Uber app users who request the services of an UberX vehicle can now hop on one of the company’s modified Volvo XC90s if they are available, although there is no way of knowing until it comes rolling around the curb.
San Francisco joins Pittsburgh as the second city in which Uber has deployed its new technology. The semi-autonomous cars making the rounds in the foggy city are enhanced versions of the original cars.
Uber’s decision to debut self-driving rides in San Francisco has proved more than controversial, as there is a fine legal line the company claims allows them to roll out the vehicles without trouble.
Uber will start the challenge in San Francisco with five cars
Uber’s autonomous “fleet” is rather modest with only five units on duty.
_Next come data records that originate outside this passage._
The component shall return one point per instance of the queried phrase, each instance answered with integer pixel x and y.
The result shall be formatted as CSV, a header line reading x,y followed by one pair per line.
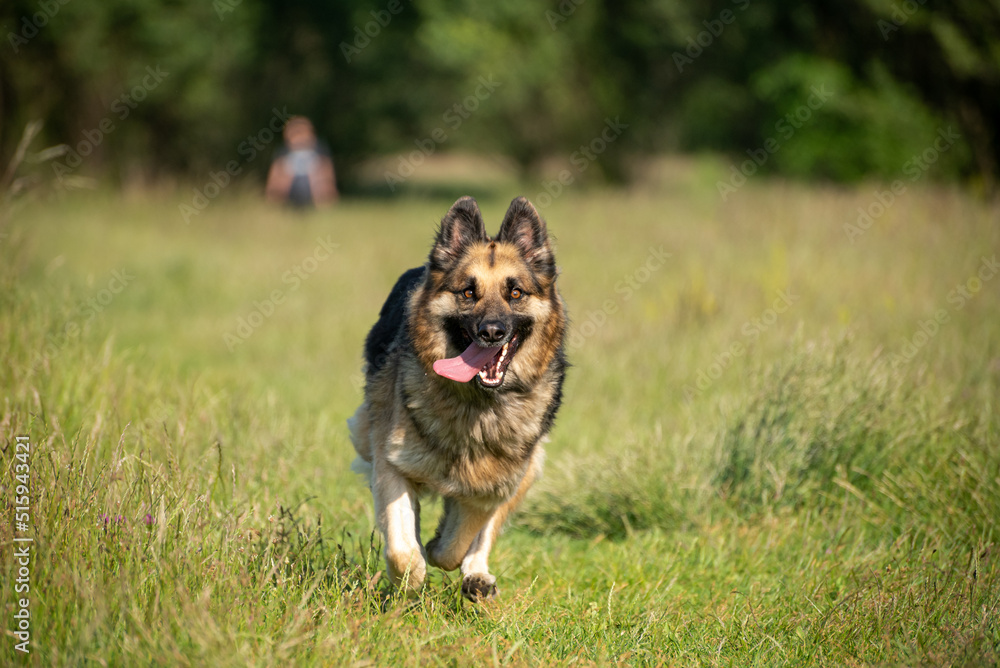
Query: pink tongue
x,y
465,367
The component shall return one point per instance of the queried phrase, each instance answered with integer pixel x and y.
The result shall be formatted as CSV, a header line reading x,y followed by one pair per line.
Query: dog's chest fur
x,y
459,444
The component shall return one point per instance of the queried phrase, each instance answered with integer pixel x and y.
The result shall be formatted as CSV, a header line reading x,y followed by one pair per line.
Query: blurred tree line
x,y
808,89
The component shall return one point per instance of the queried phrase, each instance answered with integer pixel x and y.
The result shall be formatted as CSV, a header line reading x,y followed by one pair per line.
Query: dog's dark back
x,y
391,318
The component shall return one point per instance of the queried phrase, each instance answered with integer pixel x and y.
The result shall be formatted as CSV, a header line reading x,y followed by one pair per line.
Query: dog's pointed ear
x,y
461,227
525,229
More Volvo XC90s will join in the coming weeks to offers its services to the citizens of San Francisco.
The ridesharing company claims the San Francisco deployment is as big a success as it is a challenge, since driving in the California city has unique perks different from Pittsburgh.
While Pittsburgh was a steep ground zero for semi-autonomous Uber rides, San Francisco comes with unpredictable weather, more traffic density, a higher affluence of cyclists, and narrower lanes in a tighter gridlock.
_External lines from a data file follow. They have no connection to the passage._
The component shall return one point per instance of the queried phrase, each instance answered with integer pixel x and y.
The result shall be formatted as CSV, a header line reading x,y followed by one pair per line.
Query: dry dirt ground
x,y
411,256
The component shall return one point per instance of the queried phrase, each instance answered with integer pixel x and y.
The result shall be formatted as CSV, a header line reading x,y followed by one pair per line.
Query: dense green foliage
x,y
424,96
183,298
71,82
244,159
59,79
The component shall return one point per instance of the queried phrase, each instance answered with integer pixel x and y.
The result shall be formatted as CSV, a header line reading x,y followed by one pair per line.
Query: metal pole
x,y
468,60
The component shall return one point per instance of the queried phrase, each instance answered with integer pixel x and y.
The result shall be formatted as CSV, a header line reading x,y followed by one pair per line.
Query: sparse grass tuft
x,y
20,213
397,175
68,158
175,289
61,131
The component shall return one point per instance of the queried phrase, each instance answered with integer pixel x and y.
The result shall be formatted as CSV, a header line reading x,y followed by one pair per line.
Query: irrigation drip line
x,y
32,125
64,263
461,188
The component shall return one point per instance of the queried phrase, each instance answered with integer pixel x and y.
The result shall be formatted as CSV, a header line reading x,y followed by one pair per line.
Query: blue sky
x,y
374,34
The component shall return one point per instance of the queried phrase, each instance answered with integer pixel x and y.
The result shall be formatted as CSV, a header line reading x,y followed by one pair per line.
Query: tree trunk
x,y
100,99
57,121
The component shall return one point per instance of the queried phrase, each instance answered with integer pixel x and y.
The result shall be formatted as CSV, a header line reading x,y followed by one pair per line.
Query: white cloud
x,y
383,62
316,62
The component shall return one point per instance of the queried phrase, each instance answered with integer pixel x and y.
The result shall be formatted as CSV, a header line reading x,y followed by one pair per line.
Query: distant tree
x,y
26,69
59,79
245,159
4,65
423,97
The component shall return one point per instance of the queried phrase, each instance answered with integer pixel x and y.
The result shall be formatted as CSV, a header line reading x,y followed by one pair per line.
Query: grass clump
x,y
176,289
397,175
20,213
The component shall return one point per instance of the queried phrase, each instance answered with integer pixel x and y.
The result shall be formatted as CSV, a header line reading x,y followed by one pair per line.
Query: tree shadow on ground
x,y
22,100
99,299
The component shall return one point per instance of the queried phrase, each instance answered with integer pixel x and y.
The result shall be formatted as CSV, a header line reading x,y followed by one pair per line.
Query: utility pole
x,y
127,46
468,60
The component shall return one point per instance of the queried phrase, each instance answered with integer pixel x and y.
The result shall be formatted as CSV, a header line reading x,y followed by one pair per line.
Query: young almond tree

Self-driving Ubers are on the road in our hometown. pic.twitter.com/4YMDC6r7Lg
— Uber (@Uber) December 14, 2016
Uber’s self-driving rides won’t be entirely driverless
Uber has been careful with the wording of its new cars and services since self-driving does not necessarily imply the vehicles are driverless.
The company employs two technicians on each of the cars: one behind the wheel to take over when necessary and another in the passenger seat to keep track and analyze data collected during the ride.
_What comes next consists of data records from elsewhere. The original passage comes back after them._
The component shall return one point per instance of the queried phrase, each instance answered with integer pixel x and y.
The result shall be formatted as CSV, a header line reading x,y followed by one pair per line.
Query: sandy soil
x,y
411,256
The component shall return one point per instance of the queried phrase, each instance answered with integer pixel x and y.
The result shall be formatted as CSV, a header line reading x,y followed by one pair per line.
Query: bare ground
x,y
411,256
The new Volvo XC90s come with an enhanced sensor suite that consists of seven cameras mounted at the top of the car covering a 360-degree field of view.
Moreover, Uber’s cars come with a radar system in the front that performs custom computing and data storage functions. A LIDAR device also at the top of the vehicle provides 360 scanning in 3D at all times.
Uber is challenging the DMV to accept innovation
Uber’s move to expand its self-driving services to San Francisco challenges the Department of Motor Vehicles in its definition of what constitutes a vehicle of such nature.
In a legal sense, the company defines self-driving vehicles as those that are able to operate autonomously, i.e. without a driver behind the wheel monitoring, controlling or overriding the system.
The DMV, on the other hand, claims that Uber’s modified Volvo fall under the same category as all the other tech startups currently testing their tech on the streets of San Francisco. As such, the department believes they require a permit from them.
However, Uber’s argument goes beyond legal terminology and builds the case of pushing innovation further across the country.
In a way, the ridesharing giant is forcing the DMV’s hand in California to take one step forward in supporting self-driving technologies in a more open environment.